While the restrictions have yet to be detailed, or finalized, this much is clear: A series of options for the upcoming season will be laid out in a conference room in Seattle next week by the Pacific Fishery Management Council, an 18-member group that makes recommendations to the U.S. Department of Commerce. The council's decision revolves around one question: Are there fewer chinook returning and spawning in the Klamath River?

Counts by the Department of Fish and Game and the National Oceanic and Atmospheric Administration estimate the number at fewer than 35,000, the minimum for conservation, said Allen Grover, a senior fisheries biologist for the state agency in Santa Rosa.

"At this point, the Klamath River and its tributaries just don't have enough fish, and the river is where they spawn, it's where they live before they head out to sea," Grover said. "We just don't have a surplus that can be harvested, and that means certain areas are just going to have to be off-limits in the ocean if we want to get the numbers back up."

What's causing the decline in the number of fall chinook has been the subject of debate for decades.

Some blame potato farmers for taking too much water upstream in Oregon.

Others say logging dumps sediment in the river, which pollutes spawning areas.

There are those who say too much water is diverted from the river in the fall, which kills the salmon because there's not enough oxygen in the water.

Or it could be too many are being caught by fishermen.

Feeling the pain

But what commercial fishermen and sports anglers here don't understand is how a river so far away can have such an impact on the Central Coast.

"Why do they always come right to us and tell us we can't fish Point Reyes, Año Nuevo, Farallone Islands, Monterey Bay and Point Sur?" said a frustrated Irby Elliston, a Moss Landing resident and commercial fisherman who derives 20 percent of his income comes from salmon fishing.

"They love to say, 'Gee, Irby, we don't want to send your children to school in bare feet, but hey, by the way, don't bother going out and fishing this season because the numbers are down and there aren't enough to go around."

If the ban becomes a reality, Elliston stands to lose $20,000 for the commercial season, which generally runs from May to the end the September.

That's nothing compared to what Joey Jones, who says he stands to lose at least 90 percent of his business, or $200,000, if there is no one to buy his bait at the Moss Landing-based Lethal Weapon Bait Co.

"It's going to be a tragedy," said Jones. "It's going to devastate the entire area, not just me.
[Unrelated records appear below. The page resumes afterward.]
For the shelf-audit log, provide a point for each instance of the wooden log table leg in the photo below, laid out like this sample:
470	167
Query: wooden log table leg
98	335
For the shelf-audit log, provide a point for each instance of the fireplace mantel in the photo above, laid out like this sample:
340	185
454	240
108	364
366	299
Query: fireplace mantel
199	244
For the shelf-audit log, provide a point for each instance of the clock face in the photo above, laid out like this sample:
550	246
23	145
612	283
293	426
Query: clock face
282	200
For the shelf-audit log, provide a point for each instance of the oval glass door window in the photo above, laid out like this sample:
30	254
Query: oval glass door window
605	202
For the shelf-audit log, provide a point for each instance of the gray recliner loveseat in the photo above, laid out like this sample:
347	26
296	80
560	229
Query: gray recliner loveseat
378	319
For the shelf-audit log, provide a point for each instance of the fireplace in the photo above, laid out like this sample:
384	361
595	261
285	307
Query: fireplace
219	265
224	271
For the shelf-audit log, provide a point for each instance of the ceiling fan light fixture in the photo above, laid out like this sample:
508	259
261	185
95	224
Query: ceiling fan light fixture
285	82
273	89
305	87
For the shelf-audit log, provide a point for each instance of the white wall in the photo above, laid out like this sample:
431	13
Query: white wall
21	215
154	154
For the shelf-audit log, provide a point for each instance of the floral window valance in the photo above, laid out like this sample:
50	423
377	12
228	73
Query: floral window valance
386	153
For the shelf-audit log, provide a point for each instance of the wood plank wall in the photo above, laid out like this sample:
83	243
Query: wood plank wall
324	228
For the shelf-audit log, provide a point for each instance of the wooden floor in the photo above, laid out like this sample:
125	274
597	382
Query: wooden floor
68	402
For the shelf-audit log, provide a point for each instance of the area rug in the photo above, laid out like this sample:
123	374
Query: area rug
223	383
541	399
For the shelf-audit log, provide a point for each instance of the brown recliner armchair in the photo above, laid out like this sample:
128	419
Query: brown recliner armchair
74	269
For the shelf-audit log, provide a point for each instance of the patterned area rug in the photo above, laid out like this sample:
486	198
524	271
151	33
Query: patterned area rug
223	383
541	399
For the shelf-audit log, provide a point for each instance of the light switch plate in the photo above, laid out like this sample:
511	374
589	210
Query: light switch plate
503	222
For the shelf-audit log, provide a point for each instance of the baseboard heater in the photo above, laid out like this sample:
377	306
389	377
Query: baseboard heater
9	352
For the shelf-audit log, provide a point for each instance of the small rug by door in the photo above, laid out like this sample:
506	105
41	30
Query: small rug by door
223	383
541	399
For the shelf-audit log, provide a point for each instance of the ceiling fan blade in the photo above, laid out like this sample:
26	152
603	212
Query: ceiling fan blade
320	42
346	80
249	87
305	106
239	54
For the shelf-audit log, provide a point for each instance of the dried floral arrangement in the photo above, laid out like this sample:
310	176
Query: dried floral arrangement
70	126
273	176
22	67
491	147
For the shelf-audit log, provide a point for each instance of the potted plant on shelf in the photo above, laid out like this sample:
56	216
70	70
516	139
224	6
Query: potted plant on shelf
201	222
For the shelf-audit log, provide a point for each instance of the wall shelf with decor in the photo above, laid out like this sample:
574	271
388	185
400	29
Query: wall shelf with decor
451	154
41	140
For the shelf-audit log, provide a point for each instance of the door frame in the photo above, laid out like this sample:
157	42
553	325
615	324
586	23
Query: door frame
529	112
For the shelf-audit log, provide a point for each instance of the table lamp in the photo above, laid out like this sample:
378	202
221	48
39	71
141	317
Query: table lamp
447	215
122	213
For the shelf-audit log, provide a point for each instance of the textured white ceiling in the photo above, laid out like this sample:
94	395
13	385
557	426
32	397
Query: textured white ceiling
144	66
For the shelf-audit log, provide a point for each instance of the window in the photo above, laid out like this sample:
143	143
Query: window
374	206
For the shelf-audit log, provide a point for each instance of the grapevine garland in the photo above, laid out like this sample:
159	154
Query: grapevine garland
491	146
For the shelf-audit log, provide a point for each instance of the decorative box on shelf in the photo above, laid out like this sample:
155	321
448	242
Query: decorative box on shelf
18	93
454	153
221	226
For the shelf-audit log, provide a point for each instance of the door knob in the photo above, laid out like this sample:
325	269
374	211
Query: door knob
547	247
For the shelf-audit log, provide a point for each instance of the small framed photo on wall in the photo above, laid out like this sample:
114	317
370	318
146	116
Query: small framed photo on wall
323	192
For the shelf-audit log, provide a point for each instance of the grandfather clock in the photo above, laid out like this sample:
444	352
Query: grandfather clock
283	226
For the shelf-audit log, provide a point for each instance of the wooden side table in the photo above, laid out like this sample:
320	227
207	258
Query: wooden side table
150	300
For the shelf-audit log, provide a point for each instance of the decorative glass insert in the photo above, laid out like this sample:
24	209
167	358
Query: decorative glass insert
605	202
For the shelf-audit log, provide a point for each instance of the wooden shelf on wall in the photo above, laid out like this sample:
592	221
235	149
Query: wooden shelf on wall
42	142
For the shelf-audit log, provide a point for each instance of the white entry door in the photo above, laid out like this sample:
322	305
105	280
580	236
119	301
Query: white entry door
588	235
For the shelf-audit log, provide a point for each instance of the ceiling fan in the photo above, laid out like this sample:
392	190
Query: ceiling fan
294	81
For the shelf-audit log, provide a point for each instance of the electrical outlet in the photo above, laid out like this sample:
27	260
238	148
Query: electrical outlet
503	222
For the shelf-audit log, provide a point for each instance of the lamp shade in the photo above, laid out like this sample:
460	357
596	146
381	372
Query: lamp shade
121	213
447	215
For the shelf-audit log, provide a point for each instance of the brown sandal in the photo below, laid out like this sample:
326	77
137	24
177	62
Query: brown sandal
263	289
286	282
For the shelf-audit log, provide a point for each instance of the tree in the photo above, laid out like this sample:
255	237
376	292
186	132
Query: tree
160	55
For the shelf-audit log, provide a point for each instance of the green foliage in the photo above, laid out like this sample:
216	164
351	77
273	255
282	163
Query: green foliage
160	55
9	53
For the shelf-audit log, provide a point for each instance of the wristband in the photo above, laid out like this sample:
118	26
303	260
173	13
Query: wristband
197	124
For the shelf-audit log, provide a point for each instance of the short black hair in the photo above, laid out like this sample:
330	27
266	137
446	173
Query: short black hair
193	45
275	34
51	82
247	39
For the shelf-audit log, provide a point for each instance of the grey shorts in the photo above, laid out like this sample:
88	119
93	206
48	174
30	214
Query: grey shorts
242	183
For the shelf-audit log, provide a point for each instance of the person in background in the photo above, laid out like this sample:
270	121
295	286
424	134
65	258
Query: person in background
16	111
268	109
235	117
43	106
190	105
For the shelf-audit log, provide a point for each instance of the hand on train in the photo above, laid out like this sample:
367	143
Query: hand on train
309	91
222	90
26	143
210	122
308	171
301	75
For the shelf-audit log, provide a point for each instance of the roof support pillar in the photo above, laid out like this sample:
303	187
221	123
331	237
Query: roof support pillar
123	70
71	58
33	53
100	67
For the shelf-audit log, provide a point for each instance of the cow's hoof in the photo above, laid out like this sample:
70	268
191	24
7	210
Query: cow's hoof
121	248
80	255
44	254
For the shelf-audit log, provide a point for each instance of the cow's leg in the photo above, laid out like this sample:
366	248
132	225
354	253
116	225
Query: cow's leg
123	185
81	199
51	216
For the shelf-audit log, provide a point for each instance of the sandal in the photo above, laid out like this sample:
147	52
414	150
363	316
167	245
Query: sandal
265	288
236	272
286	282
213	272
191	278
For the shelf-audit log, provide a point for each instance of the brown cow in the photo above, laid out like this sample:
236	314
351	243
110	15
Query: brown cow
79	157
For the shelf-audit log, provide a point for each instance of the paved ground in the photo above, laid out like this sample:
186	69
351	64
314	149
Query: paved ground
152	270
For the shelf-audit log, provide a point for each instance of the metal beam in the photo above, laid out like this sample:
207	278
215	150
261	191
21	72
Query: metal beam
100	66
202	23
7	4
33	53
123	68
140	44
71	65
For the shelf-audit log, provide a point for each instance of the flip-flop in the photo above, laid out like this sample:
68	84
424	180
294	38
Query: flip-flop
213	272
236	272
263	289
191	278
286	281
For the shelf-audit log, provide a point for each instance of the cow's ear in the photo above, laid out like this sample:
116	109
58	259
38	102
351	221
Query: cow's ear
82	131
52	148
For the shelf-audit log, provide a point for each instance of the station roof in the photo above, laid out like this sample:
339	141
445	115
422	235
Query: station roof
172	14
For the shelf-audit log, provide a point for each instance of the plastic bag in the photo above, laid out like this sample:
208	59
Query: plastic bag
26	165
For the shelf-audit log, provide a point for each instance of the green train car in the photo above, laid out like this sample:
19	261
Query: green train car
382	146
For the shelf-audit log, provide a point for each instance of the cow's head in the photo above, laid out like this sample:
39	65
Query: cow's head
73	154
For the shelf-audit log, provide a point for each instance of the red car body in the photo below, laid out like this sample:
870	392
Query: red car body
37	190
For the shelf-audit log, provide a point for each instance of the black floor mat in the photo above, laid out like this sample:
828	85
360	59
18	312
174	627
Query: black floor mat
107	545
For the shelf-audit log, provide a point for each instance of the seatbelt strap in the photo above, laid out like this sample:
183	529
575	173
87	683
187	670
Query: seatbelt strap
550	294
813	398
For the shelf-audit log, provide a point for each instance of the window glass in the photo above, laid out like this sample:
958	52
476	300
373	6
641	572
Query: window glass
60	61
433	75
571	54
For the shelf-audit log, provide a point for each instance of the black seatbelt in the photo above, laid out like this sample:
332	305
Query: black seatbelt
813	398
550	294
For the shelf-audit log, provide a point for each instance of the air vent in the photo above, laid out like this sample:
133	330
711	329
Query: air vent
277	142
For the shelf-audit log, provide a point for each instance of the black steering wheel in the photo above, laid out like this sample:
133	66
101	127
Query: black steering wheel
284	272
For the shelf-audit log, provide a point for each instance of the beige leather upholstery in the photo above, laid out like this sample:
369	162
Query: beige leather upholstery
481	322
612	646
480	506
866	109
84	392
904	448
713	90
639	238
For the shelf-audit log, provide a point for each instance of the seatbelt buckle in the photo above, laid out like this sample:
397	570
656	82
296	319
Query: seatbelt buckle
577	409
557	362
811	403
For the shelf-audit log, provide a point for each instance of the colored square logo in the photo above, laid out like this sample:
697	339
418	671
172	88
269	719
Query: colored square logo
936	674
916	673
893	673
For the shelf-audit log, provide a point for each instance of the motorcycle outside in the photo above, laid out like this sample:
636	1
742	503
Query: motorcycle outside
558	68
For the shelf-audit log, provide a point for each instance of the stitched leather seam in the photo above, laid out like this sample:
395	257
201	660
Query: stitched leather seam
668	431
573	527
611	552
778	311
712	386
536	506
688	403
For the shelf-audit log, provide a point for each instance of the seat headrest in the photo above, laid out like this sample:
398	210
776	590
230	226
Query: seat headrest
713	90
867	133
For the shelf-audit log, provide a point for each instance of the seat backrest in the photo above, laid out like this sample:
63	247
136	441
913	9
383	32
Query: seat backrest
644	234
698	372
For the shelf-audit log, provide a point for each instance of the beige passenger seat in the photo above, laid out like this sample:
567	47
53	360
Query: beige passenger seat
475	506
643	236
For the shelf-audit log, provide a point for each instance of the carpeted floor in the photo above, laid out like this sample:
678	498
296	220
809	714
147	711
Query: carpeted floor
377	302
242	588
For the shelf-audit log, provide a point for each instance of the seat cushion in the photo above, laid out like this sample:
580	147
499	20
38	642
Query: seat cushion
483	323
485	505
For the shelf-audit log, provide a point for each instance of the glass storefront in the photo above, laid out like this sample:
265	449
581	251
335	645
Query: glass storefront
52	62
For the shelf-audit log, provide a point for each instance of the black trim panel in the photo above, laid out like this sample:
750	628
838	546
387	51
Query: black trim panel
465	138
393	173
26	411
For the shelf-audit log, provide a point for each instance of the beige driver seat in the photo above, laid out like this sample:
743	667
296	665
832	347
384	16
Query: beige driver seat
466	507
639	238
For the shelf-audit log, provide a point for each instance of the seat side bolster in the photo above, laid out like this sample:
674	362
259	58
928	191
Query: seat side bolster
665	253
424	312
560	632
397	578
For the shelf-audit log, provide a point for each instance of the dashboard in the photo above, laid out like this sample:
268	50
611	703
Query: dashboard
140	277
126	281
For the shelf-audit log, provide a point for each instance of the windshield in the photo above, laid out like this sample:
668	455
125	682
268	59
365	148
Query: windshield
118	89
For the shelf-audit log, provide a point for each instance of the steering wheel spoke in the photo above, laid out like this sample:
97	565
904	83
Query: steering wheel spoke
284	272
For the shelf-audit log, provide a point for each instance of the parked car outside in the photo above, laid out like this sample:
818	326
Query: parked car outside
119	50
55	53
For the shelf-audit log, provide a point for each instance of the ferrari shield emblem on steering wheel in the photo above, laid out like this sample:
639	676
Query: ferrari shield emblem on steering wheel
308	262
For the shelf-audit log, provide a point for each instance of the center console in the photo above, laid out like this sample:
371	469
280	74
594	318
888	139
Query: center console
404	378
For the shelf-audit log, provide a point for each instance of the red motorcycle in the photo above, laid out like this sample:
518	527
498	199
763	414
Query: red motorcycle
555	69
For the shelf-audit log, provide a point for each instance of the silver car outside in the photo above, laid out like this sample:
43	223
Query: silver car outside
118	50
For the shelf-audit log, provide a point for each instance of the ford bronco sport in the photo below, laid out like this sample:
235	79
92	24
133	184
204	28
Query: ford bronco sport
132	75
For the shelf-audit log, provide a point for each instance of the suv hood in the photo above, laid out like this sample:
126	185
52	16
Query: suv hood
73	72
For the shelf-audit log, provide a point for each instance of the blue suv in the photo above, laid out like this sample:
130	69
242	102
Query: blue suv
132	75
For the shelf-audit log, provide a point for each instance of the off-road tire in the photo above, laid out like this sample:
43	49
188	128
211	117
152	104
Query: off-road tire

You watch and see. If they go through with it, and start putting up restrictions, everybody loses."

Although Elliston and Jones and boatloads of fishing buddies concede that Klamath chinook can swim this far south, they point out to fish counts showing they rarely catch a fall chinook in the Monterey Bay.

Even the Department of Fish and Game backs them up, saying fewer than 1 fish per 1,000 caught in the bay come from the river, based on distinguishing small micro tags implanted in the heads of fish raised in hatcheries, according to Elliston.

Larry Wolfe, a member of the Monterey Bay Salmon and Trout Project in Davenport, said even if the entire Pacific Ocean is off limits to salmon fishing, that doesn't necessarily mean the salmon run is going to be restored in the Klamath.

"It doesn't matter how many return," he said. "If water conditions are still the same, they're going to die."

Meanwhile, people like Richard Woodward, Phil Parish, Dennis Long and Jones, the guys whose livelihood rely on selling bait and equipment to fishermen, are staring at their empty shelves in Moss Landing.

The "snubbers" that create slack in the line, the wires used for trolling, the oil and air filters for boat engines are far and few between these days.

"We just don't know how much to order because we don't know what to expect," says Parish. "The other day a guy called in and canceled his $700 order of filters, said he wasn't going to start putting out money for a season that might not happen. All this ain't good for business."